Schwarzer Marienkäfer mit roten Punkten: Eine Kurzcharakteristika

Hier erfahren sie mehr über die Herkunft schwarzer Marienkäfer mit roten Punkten, ihre Merkmale, Nützlichkeiten und Verwechslungen.


Bei der ersten Begegnung mit einem schwarzen Marienkäfer der rote Punkte auf dem Rücken hat, ist man häufig erstaunt, im schlimmsten Falle verängstigt, da die meisten Menschen nur die roten Verwandten mit den schwarzen Punkten kennen. Doch ein schwarzer Marienkäfer ist nur eine von vielen Varianten des hübschen roten Marienkäfers. Er ist weder gefährlich, noch eine Mutation. Er kommt nur nicht ganz so häufig wie sein roter Vetter vor.

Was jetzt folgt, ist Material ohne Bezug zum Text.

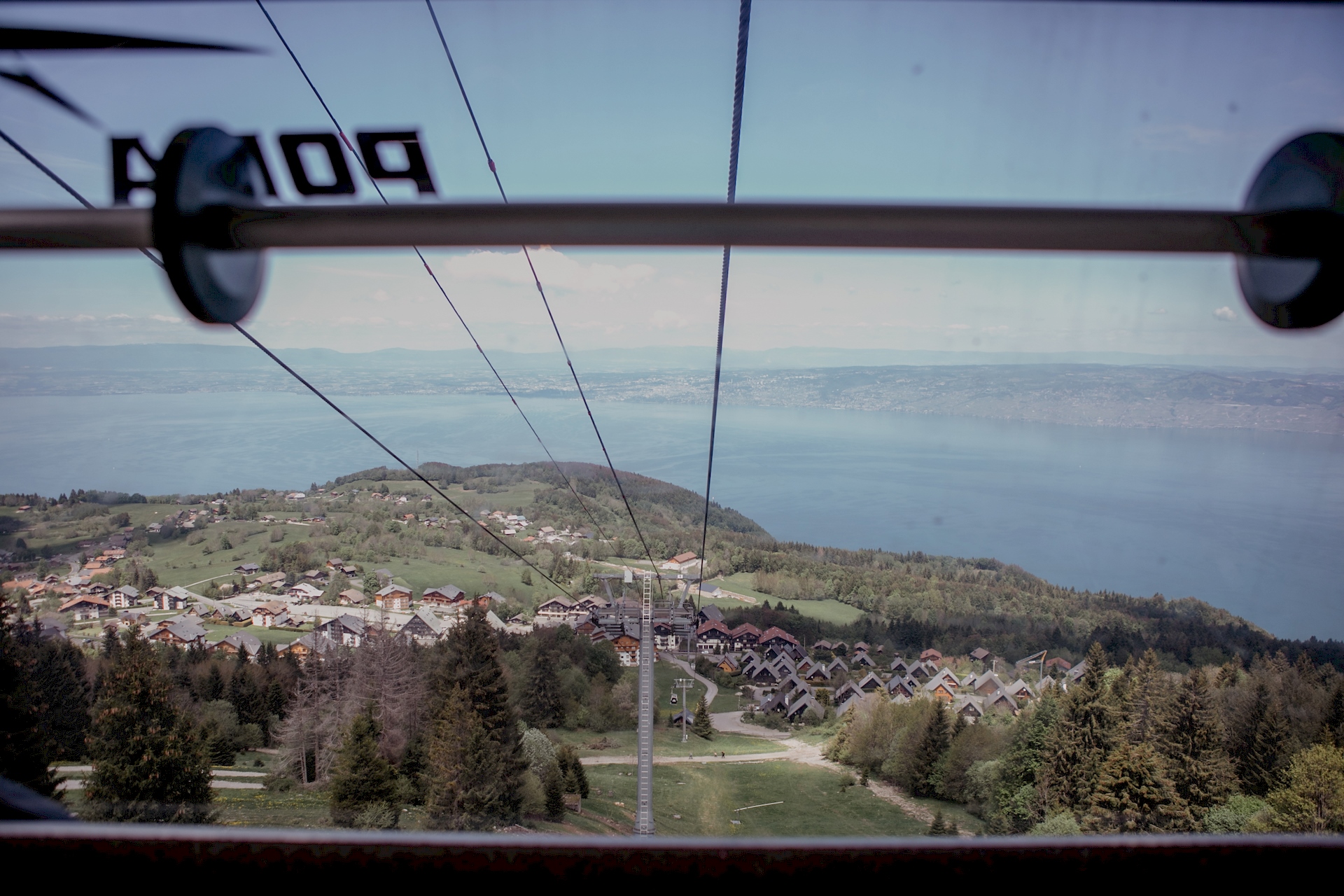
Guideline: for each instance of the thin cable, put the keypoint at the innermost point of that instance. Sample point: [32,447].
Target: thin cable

Was sind die Kennzeichen Schwarzer Marienkäfer?
Ein Hauptmerkmal Schwarzer Marienkäfer sind ihre harten schwarzen Deckflügel, unter denen sich die filigranen durchsichtigen Flügel befinden, die dem Käfer das Fliegen ermöglichen. Er unterscheidet sich in der Anatomie nicht vom roten Marienkäfer, da er nur ein Melanismus, das heißt, eine schwarze Pigmentierung, dieser Art ist. Durch die schwarze Farbe erwärmt sich der Körper des Käfers bei Sonneneinstrahlung schneller und er kann, anders als seine roten Artgenossen, nach der Winterstarre oder nach den kalten Nachtstunden schneller aktiv werden. Die schwarzen Deckflügel dieser Marienkäfer können verschieden viele Punkte haben: zwei, vier, fünf, bis zu vierundzwanzig. Manche Arten haben statt roter Punkte auch gelbe oder orange Flecken. Der Marienkäfer ist weltweit vertreten und lebt bevorzugt auf Wiesen, in Parks, Gärten, Heiden und Wäldern. Marienkäfer vermehren sich zwei Mal im Jahr, wobei die zweite Generation in Mauerritzen, Baumrinden oder ähnlichen überwintert.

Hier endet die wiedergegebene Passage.